Some benefits of exercise

  • Protects the heart and circulatory system – exercise reduces C-reactive protein (an indicator of heart disease and inflammation in the body) and lowers blood pressure.
  • Improves your lipid profile – by increasing high density lipoprotein or HDL (‘good’) cholesterol while decreasing low density lipoprotein or LDL (‘bad’) cholesterol, triglycerides and total cholesterol.
  • Reduces obesity risk – by improving body composition: exercise decreases fat mass while increasing muscle mass. Exercise can also lead to fat loss and improved weight management.

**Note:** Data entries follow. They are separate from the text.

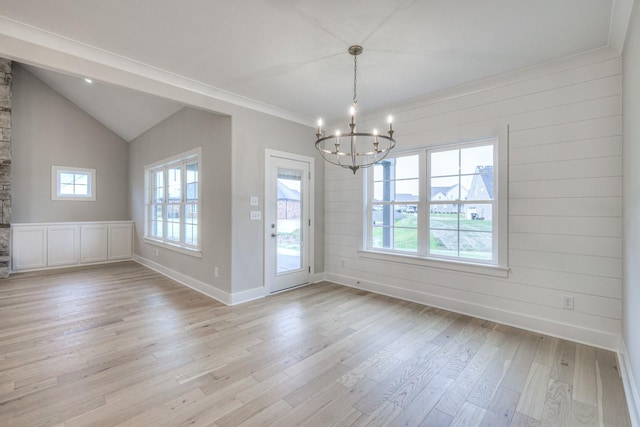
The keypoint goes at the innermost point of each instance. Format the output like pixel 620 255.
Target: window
pixel 69 183
pixel 461 224
pixel 437 203
pixel 173 196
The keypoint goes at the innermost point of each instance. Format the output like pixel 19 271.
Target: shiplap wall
pixel 565 200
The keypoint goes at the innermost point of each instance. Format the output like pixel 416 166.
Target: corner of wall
pixel 190 282
pixel 628 380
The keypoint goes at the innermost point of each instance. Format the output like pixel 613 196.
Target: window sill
pixel 176 248
pixel 463 267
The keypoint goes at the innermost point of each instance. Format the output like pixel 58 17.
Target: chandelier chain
pixel 355 79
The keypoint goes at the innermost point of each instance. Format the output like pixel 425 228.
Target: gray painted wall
pixel 50 130
pixel 183 131
pixel 631 194
pixel 254 132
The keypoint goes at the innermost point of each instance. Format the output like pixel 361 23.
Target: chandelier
pixel 354 150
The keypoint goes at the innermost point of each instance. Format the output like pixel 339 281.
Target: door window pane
pixel 289 221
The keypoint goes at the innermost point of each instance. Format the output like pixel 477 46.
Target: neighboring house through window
pixel 438 204
pixel 172 214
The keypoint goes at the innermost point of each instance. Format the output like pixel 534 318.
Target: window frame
pixel 56 194
pixel 498 267
pixel 181 160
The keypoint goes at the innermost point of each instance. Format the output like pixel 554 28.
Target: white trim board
pixel 202 287
pixel 534 324
pixel 630 390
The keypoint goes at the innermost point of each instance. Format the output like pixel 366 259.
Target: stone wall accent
pixel 5 166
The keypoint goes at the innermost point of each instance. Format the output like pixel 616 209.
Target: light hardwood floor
pixel 121 344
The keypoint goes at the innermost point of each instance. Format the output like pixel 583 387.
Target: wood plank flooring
pixel 122 345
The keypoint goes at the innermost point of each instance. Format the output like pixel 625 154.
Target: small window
pixel 76 184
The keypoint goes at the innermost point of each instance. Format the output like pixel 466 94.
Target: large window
pixel 438 203
pixel 173 198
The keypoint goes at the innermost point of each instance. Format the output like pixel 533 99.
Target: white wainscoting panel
pixel 63 242
pixel 120 241
pixel 54 245
pixel 94 243
pixel 29 248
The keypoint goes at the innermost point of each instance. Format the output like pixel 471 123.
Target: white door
pixel 287 225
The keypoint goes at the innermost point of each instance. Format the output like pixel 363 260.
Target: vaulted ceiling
pixel 292 54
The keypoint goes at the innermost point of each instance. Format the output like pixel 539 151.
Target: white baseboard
pixel 317 277
pixel 531 323
pixel 61 267
pixel 248 295
pixel 211 291
pixel 630 389
pixel 195 284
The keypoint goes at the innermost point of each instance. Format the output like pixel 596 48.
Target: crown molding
pixel 34 46
pixel 619 26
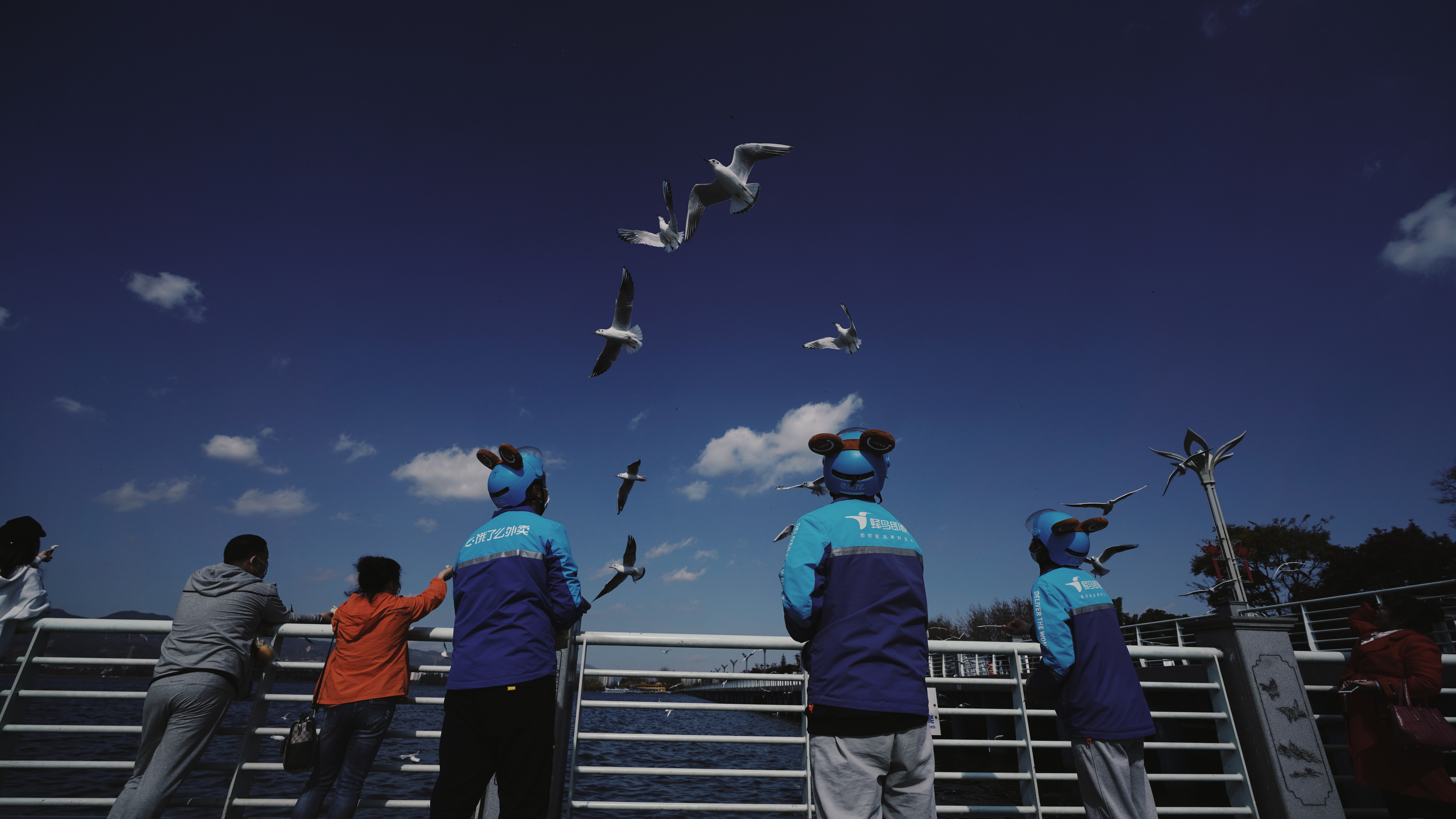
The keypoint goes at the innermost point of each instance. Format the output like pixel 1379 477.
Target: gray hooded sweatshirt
pixel 216 623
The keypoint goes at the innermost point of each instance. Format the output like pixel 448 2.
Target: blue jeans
pixel 350 737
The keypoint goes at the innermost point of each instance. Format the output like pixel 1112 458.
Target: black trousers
pixel 506 732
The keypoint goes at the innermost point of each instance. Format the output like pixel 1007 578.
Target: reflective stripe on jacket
pixel 516 585
pixel 854 588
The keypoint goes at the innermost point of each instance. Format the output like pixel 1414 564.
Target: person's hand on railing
pixel 1018 627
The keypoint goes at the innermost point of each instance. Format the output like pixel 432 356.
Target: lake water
pixel 212 785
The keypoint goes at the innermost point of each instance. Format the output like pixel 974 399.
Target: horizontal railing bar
pixel 689 706
pixel 695 675
pixel 689 773
pixel 716 807
pixel 691 738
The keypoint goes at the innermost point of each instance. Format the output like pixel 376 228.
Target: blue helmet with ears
pixel 513 471
pixel 1065 537
pixel 855 461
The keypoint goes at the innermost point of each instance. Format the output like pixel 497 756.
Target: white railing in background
pixel 1234 776
pixel 239 792
pixel 1321 621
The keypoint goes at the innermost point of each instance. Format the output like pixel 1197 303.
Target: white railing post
pixel 1240 792
pixel 15 706
pixel 242 783
pixel 1026 755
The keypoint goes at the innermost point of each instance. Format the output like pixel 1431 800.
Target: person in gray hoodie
pixel 206 662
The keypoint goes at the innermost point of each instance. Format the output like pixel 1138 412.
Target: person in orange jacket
pixel 367 674
pixel 1394 649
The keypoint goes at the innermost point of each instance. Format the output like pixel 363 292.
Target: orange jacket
pixel 370 656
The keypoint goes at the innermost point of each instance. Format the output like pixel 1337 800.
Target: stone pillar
pixel 1289 774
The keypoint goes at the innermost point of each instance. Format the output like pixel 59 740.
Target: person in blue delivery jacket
pixel 854 589
pixel 515 589
pixel 1085 671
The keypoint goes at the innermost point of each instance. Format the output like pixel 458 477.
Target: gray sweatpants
pixel 1113 779
pixel 178 720
pixel 867 777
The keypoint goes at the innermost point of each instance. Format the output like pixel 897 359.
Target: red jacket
pixel 1403 656
pixel 370 656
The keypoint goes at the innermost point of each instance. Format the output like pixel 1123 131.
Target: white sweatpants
pixel 889 776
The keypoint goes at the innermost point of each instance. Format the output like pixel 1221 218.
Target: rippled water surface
pixel 213 785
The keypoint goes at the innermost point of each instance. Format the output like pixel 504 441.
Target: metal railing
pixel 1321 621
pixel 1231 757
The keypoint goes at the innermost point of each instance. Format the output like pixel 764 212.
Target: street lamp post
pixel 1203 464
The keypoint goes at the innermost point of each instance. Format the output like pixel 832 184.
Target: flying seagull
pixel 666 235
pixel 1202 591
pixel 1107 508
pixel 816 486
pixel 625 569
pixel 1098 569
pixel 848 340
pixel 622 331
pixel 628 479
pixel 730 183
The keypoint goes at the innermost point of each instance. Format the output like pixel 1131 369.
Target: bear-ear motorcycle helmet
pixel 1065 537
pixel 855 461
pixel 513 471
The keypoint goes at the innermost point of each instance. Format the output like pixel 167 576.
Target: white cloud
pixel 1429 237
pixel 446 474
pixel 670 549
pixel 774 455
pixel 280 503
pixel 356 448
pixel 129 498
pixel 72 407
pixel 168 292
pixel 698 490
pixel 241 451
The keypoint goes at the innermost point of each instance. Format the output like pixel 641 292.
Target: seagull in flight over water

  • Improves muscle and bone health – by increasing muscle mass and strength (leading to a toned and streamlined body) as well as increasing bone density and strength. Exercise can reduce the risk of osteoporosis and osteoarthritis.
  • Improves mental health – by decreasing stress, anxiety and feelings of depression, while improving your mood. Exercise also increases energy levels and allows for improved and more restful sleep.
  • Improves immune function – by decreasing chronic inflammation.
  • Improves insulin and glucose levels – by normalising blood glucose levels, therefore increasing glucose tolerance (by the cells) and improving insulin sensitivity, in turn decreasing insulin resistance. Exercise supports insulin by moving glucose from the bloodstream into the cells where it can be utilised for energy or fuel.

It’s obvious: physical exercise is an essential element for optimal health, wellbeing, disease prevention and management!